In questa situazione, è difficile capire se i capi di governo decideranno sulla base dell’inevitabile o sulla base di una scelta politica, cioè rispondendo alla domanda se è meglio che la Grecia resti o esca, definitivamente o per un po’. Però questa risposta sarebbe bene averla: da essa dipenderà cosa faranno i governi, ad Atene e in tutta Europa, nei prossimi mesi per rispondere a quello che è successo, qualsiasi sia la fine. Ci sono ragioni forti e meno forti sia per volere la Grecia dentro sia per volerla fuori. A Berlino prevale nettamente la seconda soluzione, a Parigi la prima. La tendenza francese — fare l’impossibile per evitare la Grexit — teme innanzitutto che se l’euro inizia a perdere un pezzo ad Atene possa poi sfaldarsi con un effetto domino. Se la moneta è unica, non si può uscirne, altrimenti è un semplice sistema a cambi fissi e se si perde la Grecia i mercati lo vedranno in questo modo. Innanzitutto il rischio a medio termine, dunque. Inoltre, perdere un membro dell’eurozona è — secondo questa impostazione — l’ammissione di una debolezza nella costruzione e nella gestione dell’euro alla quale si deve rispondere mostrando la determinazione dei governi a rimanere sulla strada scelta originaria. Infine, a Ovest del Reno si dice che la Grecia soffrirebbe immensamente, fuori dalla moneta unica e per di più rischierebbe di diventare uno Stato fallito su un confine geopolitico importante. 

Tre buoni motivi per dire che la Grexit sarebbe un disastro.

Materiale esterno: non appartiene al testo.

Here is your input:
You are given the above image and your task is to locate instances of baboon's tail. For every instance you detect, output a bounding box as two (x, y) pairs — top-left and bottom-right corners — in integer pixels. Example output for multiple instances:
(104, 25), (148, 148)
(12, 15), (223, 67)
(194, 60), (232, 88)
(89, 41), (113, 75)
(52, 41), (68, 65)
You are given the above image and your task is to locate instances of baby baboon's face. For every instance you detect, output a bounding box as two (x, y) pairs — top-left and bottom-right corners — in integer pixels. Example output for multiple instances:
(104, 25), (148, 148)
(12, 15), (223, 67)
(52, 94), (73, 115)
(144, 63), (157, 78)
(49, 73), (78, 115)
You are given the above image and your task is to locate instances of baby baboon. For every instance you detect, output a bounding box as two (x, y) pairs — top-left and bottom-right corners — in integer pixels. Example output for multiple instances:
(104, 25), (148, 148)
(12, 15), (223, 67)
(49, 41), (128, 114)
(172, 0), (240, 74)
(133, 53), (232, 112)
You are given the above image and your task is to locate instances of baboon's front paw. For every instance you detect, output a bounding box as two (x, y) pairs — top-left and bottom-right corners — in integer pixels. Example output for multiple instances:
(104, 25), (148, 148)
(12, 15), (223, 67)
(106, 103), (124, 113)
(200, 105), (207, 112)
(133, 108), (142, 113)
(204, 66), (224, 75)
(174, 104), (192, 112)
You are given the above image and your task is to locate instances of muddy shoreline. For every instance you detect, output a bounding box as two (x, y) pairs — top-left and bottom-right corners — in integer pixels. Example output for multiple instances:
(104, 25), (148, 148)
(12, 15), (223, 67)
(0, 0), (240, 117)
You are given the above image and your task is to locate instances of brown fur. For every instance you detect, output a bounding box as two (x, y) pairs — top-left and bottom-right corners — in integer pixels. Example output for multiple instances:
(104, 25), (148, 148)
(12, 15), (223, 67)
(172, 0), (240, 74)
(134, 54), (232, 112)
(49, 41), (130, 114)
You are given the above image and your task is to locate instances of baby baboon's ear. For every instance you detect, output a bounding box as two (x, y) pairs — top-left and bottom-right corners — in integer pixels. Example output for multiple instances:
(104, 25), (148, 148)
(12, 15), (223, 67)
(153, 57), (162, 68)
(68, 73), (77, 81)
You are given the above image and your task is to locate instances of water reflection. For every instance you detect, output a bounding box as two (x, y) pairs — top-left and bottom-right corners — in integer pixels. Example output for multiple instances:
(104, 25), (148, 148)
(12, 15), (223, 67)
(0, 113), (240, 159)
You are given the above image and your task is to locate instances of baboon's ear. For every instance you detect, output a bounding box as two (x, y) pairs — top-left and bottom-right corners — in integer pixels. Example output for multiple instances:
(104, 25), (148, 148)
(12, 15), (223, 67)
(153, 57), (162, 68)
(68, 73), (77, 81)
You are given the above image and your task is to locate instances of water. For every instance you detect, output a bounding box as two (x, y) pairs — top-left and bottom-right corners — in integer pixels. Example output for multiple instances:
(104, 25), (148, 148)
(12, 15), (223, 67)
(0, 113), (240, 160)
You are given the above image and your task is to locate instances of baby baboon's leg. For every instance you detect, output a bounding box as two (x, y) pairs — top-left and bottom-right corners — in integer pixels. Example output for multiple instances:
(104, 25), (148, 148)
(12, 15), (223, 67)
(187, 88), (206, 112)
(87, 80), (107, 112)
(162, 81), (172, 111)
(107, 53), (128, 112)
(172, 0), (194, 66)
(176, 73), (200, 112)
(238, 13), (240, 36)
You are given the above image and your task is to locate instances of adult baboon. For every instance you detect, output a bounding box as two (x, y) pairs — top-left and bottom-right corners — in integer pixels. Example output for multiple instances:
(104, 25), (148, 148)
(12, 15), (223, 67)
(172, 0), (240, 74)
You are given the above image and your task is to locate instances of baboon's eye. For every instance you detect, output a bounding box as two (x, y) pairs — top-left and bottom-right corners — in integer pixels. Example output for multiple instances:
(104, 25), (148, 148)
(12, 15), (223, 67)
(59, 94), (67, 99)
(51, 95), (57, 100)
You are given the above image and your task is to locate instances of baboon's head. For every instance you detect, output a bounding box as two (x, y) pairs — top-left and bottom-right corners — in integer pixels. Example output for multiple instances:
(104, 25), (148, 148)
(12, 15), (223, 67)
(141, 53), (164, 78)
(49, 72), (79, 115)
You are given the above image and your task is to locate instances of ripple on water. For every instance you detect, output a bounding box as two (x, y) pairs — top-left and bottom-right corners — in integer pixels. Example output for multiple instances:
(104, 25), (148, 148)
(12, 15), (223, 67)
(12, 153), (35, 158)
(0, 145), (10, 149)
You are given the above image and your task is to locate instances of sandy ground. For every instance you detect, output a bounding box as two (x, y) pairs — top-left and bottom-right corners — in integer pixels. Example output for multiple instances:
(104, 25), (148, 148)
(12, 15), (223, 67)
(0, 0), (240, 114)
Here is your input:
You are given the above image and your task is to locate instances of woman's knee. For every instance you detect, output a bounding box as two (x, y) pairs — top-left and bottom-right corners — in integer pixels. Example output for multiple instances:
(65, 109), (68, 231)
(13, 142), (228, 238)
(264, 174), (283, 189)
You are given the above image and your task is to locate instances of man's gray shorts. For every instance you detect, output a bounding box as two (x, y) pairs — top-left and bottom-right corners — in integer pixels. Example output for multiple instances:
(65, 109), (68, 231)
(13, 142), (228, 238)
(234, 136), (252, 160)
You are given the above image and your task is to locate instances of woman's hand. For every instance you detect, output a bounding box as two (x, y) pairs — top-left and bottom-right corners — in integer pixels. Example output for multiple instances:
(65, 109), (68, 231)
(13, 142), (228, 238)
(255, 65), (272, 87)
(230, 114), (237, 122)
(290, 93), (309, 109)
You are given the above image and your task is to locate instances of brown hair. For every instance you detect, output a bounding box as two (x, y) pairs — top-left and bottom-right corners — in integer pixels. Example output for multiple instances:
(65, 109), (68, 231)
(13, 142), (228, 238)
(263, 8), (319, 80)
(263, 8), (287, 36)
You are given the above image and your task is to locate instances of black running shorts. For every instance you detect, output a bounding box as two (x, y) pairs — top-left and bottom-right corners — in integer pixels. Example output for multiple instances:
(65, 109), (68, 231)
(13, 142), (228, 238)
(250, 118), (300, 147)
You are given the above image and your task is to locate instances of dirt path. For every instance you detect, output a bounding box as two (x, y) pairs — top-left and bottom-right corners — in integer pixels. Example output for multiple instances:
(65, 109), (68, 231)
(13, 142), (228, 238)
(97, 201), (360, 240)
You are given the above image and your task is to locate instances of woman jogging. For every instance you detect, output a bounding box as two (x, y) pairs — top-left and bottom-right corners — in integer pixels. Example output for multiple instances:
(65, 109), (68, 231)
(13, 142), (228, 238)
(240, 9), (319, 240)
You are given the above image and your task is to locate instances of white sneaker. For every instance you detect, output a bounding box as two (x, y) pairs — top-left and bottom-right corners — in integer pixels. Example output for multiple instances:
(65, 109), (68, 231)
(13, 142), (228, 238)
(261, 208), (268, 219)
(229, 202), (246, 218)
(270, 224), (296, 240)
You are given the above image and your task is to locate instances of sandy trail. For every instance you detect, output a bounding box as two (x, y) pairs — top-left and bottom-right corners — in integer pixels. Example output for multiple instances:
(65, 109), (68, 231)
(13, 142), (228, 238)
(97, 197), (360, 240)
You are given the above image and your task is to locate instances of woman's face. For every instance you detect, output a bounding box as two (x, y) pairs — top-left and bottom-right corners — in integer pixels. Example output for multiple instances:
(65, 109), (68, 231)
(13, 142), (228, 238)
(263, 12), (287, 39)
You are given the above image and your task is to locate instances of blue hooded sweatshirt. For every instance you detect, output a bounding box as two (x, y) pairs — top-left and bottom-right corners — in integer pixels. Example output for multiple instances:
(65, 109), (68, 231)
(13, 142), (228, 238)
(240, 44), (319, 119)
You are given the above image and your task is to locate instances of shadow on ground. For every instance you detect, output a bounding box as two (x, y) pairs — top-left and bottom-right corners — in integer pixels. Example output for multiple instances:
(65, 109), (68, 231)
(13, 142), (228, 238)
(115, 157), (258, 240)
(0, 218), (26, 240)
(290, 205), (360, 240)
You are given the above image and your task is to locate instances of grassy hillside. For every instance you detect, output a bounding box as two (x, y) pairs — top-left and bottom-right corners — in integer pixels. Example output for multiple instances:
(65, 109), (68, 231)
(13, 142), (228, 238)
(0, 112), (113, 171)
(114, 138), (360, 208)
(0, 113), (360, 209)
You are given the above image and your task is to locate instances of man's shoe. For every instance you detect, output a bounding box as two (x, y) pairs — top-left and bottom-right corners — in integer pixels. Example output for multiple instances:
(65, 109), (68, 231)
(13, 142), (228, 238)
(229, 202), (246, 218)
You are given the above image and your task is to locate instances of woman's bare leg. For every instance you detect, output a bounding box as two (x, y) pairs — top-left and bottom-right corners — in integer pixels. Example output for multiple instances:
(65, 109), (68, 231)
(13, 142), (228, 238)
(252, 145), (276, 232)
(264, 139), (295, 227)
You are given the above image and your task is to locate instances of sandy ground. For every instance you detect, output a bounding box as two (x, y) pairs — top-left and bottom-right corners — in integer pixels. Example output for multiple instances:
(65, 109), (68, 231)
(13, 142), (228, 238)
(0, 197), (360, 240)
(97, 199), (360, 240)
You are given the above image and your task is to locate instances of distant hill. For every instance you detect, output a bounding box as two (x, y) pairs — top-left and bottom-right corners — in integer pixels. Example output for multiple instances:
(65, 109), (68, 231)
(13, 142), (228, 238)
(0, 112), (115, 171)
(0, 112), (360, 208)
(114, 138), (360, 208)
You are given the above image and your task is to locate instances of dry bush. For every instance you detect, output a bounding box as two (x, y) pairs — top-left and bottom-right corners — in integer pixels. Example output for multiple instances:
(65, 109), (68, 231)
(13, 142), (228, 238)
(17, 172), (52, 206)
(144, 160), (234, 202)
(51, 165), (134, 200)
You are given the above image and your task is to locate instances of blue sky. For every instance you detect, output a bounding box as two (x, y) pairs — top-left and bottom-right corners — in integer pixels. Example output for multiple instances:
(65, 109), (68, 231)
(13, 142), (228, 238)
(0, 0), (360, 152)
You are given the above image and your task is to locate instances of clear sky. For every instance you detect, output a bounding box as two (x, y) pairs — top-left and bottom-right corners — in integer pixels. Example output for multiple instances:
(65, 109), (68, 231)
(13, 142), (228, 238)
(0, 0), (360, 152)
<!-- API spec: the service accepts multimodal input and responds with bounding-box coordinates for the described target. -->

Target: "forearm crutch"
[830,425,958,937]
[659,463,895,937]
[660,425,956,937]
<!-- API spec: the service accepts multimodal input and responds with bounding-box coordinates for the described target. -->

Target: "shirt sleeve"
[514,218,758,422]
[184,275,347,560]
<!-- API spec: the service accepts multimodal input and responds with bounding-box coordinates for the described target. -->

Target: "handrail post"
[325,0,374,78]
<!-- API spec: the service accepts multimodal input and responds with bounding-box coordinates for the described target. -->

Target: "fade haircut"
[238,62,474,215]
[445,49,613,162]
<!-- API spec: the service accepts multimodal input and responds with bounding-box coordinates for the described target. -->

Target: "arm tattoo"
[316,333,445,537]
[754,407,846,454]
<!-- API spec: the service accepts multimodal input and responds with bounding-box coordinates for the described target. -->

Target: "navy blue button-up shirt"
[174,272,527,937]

A Berlino il mondo è invece visto al contrario. Non è solo che dei governi greci non ci si fida più, in particolare di quello di Alexis Tsipras: si ritiene soprattutto che la sospensione di Atene sia la scelta migliore oggi. Innanzitutto dal punto di vista della Grecia. Data la situazione dell’amministrazione, del fisco, della corruzione, del nepotismo, dei privilegi consolidati, la crisi ha mostrato che il Paese non è in grado di stare nell’euro — corre la teoria tedesca. Deve ricostruire quasi tutto, ma fargli arrivare altro denaro da fuori è il modo migliore per essere certi che non lo faccia. Meglio che ritrovi le sue energie da solo: tenuto legato alla Ue, aiutato per scopi umanitari ma sulle sue gambe diventate gracili perché non usate a sufficienza. Secondo, dal punto di vista europeo, quello che i francesi vedono come una debolezza in realtà qui è visto come un fallimento: l’architettura dell’euro era sbagliata o comunque mancante in qualcosa e la Grexit costringerà l’eurozona a occuparsene.  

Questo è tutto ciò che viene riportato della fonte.